In all honesty, looking back at my most recent experience in San Diego I find myself feeling similar to my childlike self and was beginning to feel that it was something that would take much more time to fade than it feels it might now. I’ve been caught in a web of my own deception, utter confusion and chaos which I have both eagerly chased and run from without truly inspecting. The same I feel goes for myself, my spirit, which has been depleted and drained by the rapid movement of my earth body. I haven’t wished to slow, but continue to act and do without much thought at all, and for what purpose I wonder than my own inability to question the motives that lie behind it. Why would I allow myself to continue on in this game, playing aloof and pretending that I do not truly know myself when I have faced myself so many times, yet still I turn and hide. It occurs to me that it may be for the reason that my ‘self’ as I know it is entirely unacceptable to the place I find myself spiritually. I’m not happy with the repetition and it seeps from my skin, a ringing in my ears that does not fade but only churns my senses higher with each passing day. I do not wish to hide any longer and loathe the vessel or the fire that burns within it out of panic, fear or anxiety. It scares me to have been so fearful of admitting these things until now, though I’ve known them and have equally presented them to myself and drawn them into my reality all the same.

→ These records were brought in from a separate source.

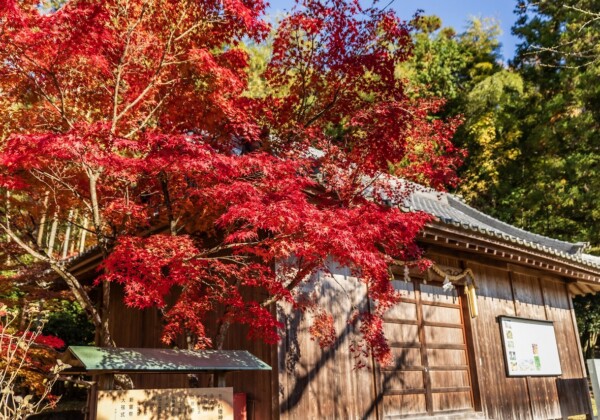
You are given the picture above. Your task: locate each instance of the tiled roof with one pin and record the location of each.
(449, 209)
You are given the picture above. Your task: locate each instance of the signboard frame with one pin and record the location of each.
(540, 333)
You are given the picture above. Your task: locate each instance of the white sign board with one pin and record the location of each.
(529, 347)
(166, 404)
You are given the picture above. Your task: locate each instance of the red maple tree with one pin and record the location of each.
(130, 122)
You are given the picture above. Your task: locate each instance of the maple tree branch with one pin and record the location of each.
(43, 92)
(300, 276)
(39, 175)
(76, 288)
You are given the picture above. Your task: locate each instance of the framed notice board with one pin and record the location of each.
(530, 347)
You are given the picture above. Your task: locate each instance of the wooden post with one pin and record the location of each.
(67, 235)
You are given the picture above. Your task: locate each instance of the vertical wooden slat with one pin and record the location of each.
(52, 236)
(424, 355)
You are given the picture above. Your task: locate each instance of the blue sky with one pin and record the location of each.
(454, 13)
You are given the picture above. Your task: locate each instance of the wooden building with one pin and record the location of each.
(452, 359)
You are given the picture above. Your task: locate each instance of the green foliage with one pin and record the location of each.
(70, 323)
(588, 323)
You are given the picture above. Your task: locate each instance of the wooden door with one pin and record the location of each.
(430, 374)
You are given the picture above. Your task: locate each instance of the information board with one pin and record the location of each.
(166, 404)
(529, 347)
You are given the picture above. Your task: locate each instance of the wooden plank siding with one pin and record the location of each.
(502, 397)
(317, 383)
(444, 360)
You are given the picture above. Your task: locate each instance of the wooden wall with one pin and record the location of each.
(527, 294)
(324, 384)
(309, 382)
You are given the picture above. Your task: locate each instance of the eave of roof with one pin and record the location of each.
(450, 211)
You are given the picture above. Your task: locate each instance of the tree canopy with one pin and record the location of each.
(130, 122)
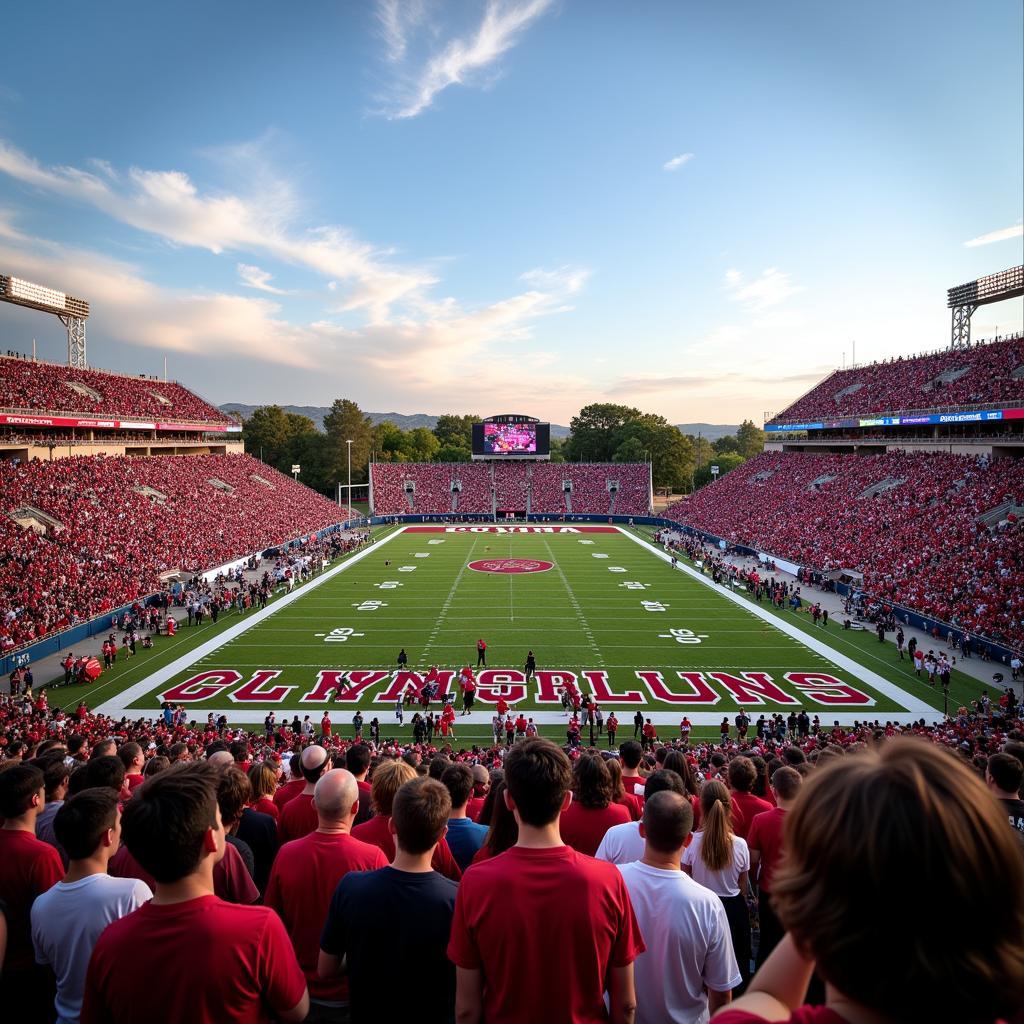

It’s different now. I have a choice– an opportunity to entirely change and recreate the structure of my reality that I never before believed possible. So much time has passed while I have been asleep, seeking an awakened truth matchless to the impermanent state I currently reside. The angelic beings here call me forth to come home, to return to the Light that I have run from, and still a part of me shies away from wanting to trust. I know it’s worth it, perhaps so easy to change that I’ve been reluctant to begin as I’ve known everything would be different from then on but I can’t wait any longer. The foot work has already been done. I’ve already reached the understandings that I need and now it’s most important to put them back out into the universe and watch a new story unfold. I have been recreating the same one for too long now and it’s pained me to watch it grow into something beautiful and fade out with the same petty mistakes. I lost touch with myself– was not honest with myself regarding the true path to my awakening and so I’ve gone off the deep end time and time again trying to regain my footing on a path that was never meant for the light I withhold from this world. I’ve never truly let it shine, nor have I allowed myself true and lasting freedom as I have never given myself the chance to believe in it. I want that to be different now and I see it changing before my eyes. The process of my thoughts and the patterns in which they flow continue to come to me with such an ease as I simply let myself be as I am. I don’t feel the need anymore to hide or run from myself. Not after realizing that I am the sole creator of all of the events that happen in my life and that nothing needs to be done for them to be changed other than simply believing enough to permeate that thought into existence. It’s really quite easy and I’ve complicated it– most recently because I have not wanted the information to get into the wrong hands. It seems imperative now that it is written or expressed somehow, someway in some form before it slips my mind again completely. Not that it would last for long, because I’m able to remember all of my experience but don’t have much of the desire to recreate most of it, yet, again. I feel it will be released at the right time, but it’s kind of important now that I rewrite this part of the story before it gets any stranger.
I think I’m finally accepting into my reality the truth of the matter, that everything I despised was of my own intricate design and all of the burdens I’ve despised putting on anyone else have been the total destruction of myself. Back to the real matter though, which is that I’m not alone in this reality that I have closed myself off in. Everyone that comes into this story is a part of the expression we co create and so I’ve seen my part is altered by a reoccurring problem. I can’t live the same way with the same thoughts any longer knowing what I know now. It doesn’t fit into the reality I want to create anymore, regardless of how it all pans out I have a set of ideas I need to express and the order in which they follow is not entirely important as it will be changed later on.